Ross: Why earlier COVID lockdowns wouldn’t have made a difference
Sep 10, 2020, 7:05 AM | Updated: 12:05 pm
(AP Photo/Patrick Semansky)
Joe Biden is blaming President Trump for the COVID death count.
“He knowingly and willingly lied about the threat imposed on the country for months,” Biden said this week.
This is based on Bob Woodward’s new book, which reports that back in February, the president knew exactly how deadly the coronavirus was. He’s even got it on tape.
“It’s also more deadly than even your, you know, even your strenuous flus,” Trump told Woodward.

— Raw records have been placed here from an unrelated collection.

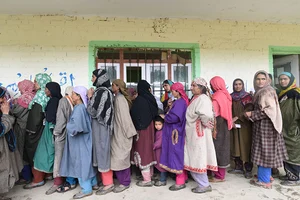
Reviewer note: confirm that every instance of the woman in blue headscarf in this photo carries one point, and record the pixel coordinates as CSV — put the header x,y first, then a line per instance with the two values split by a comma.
x,y
289,99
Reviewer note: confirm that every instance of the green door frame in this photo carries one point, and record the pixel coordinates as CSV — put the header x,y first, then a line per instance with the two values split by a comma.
x,y
280,50
194,47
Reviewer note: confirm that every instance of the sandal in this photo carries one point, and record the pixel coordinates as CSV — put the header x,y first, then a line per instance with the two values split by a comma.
x,y
53,189
261,184
66,187
271,178
216,180
33,185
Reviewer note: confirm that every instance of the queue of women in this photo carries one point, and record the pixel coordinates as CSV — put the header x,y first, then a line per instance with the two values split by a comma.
x,y
90,136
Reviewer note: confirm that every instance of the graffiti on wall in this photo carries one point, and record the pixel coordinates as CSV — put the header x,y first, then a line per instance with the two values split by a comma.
x,y
64,78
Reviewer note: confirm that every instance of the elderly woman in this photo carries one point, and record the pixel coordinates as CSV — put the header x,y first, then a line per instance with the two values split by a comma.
x,y
222,103
64,110
11,163
44,155
77,157
289,99
35,126
241,134
199,150
121,142
143,111
101,109
168,94
20,112
266,132
172,153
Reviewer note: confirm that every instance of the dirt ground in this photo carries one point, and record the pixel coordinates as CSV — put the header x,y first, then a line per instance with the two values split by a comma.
x,y
236,187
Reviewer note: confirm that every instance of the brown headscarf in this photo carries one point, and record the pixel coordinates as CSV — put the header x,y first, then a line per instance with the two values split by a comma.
x,y
267,100
123,90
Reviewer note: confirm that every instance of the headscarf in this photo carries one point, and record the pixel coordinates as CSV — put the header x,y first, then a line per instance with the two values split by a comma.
x,y
179,88
267,100
9,135
52,105
82,91
101,104
102,78
167,95
123,90
8,96
40,97
202,81
242,95
27,90
144,108
291,90
2,92
223,99
69,90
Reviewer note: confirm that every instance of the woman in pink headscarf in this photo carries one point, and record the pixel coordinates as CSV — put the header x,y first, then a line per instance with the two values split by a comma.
x,y
173,138
222,103
20,112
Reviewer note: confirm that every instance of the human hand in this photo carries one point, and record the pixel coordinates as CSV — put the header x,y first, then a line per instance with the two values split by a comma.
x,y
91,92
209,124
215,134
234,119
5,107
248,114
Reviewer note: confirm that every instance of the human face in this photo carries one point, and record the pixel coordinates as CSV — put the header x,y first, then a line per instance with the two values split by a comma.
x,y
238,86
75,98
158,126
284,80
170,102
36,85
115,88
94,78
2,99
195,89
260,80
48,93
166,87
175,94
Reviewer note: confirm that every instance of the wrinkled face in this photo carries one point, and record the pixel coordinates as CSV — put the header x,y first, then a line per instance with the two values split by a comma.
x,y
115,88
175,94
94,78
158,126
75,97
36,85
238,86
195,89
166,87
284,80
260,80
48,93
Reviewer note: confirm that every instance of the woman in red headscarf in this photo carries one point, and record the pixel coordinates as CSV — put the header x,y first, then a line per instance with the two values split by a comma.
x,y
173,137
222,103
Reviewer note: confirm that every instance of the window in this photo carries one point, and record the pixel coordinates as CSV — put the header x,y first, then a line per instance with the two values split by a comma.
x,y
150,64
113,70
183,74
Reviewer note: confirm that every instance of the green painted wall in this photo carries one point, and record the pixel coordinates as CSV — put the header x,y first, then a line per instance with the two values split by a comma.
x,y
280,50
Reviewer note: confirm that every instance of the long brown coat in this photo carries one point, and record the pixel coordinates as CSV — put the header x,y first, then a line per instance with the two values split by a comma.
x,y
241,138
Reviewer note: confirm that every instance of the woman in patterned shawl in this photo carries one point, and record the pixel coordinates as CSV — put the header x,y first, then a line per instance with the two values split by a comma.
x,y
268,149
289,99
101,109
35,126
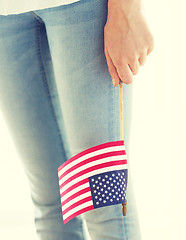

That was on Feb. 7. And yet at a rally two days later, he speculated it would miraculously go away in April.
Well, Joe Biden was furious.
“Experts say … if he acted two weeks sooner back in March, 54,000 lives would have been spared in March and April alone,” Biden said.
But let’s think about that. Let’s assume the president had shut down the country on March 1. That means he would have shut down schools, shut down businesses, shut down public events, isolated family members, ordered mandatory masks – and tanked the U.S. economy – at a time when the daily death rate was three. Not 300, not 30, but three.
Do you think enough of us would have obeyed that order to make a difference? Heck, there are people who won’t follow the rules now even knowing the consequences.
So, Trump may have lied. But the idea that the truth would have actually have made our stiff-necked countrymen snap to attention strikes me as magical thinking.